The Boston Transcript, in 1904, published a report of an article by A. Gayet in La Revue which gives a minute description of a marionette theatre excavated at Antinoë. There, in the tomb of Khelmis, singer of Osiris, archaeologists have unearthed a little Nile galley or barge of wood with a cabin in the centre and two ivory doors that open to reveal a stage. A rod across the front of this stage is supported by two uprights and from this rod light wires were found still hanging. Other indications leave little doubt that this miniature theatre was used in a religious rite, possibly on the anniversary of the death of the god Osiris, whose father was Ra, the sun, as a sort of passion play performed by puppets before an audience of the initiated. Mortuary paintings show us the ritual and tell us the story.

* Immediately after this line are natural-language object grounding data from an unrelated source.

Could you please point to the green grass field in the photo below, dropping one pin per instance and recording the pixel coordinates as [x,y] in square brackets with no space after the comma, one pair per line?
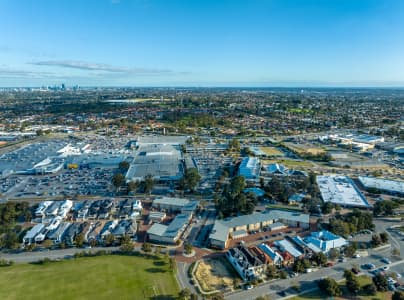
[103,277]
[363,280]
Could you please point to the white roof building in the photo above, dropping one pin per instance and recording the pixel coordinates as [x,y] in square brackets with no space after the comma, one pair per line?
[250,168]
[392,186]
[341,190]
[324,241]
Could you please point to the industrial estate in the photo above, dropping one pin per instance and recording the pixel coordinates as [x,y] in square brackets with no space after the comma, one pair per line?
[244,194]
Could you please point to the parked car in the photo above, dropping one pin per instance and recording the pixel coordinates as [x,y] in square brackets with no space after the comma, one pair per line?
[386,260]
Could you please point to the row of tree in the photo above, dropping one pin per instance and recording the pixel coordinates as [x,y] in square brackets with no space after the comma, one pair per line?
[233,200]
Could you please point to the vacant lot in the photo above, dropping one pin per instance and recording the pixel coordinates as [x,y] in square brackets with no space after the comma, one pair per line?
[102,277]
[214,274]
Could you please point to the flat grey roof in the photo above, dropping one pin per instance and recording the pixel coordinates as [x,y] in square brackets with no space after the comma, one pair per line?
[221,228]
[157,229]
[383,184]
[162,139]
[160,161]
[340,190]
[170,201]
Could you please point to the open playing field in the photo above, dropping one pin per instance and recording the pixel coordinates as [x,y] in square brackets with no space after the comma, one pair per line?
[102,277]
[214,274]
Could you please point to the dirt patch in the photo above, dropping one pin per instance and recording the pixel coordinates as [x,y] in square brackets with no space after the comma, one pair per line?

As everything excavated at this site is reported to be of the Roman or Coptic period this is probably the oldest marionette theatre ever discovered!
The Chinese puppets and still older shadows of the land as well as of other Oriental countries are all of considerable antiquity. In truth, it matters little whence came the first of the puppets, from India, Egypt or from China, nor how descended, from the idols of priests or the playthings of children. It is enough to know of their indisputably ancient lineage and the honorable position granted them in the legends of gods and heroes. Whatever remains uncertain or fantastic in the theories of their origin can only add to the aura of romance surrounding this imperishable race of fragile beings.
* * * * *
In the mythology of the Greeks one may find mention of the august ancestors of the marionettes. Passages in the Iliad describe the marvellous golden tripods fashioned by Vulcan which moved of themselves. A host of great articulated idols were to be found in the temples all over Greece. These were moved, Charles Magnin avers, by various devices such as quicksilver, leadstone, springs, etc. There was Jupiter Ammon, borne upon the shoulders of the priests, who indicated with his head the direction he wished to travel. There were the Apollo of Heliopolis, the Theban Venus, the statues created by Daedalus and many others, all manipulated by priests from within the hollow bodies.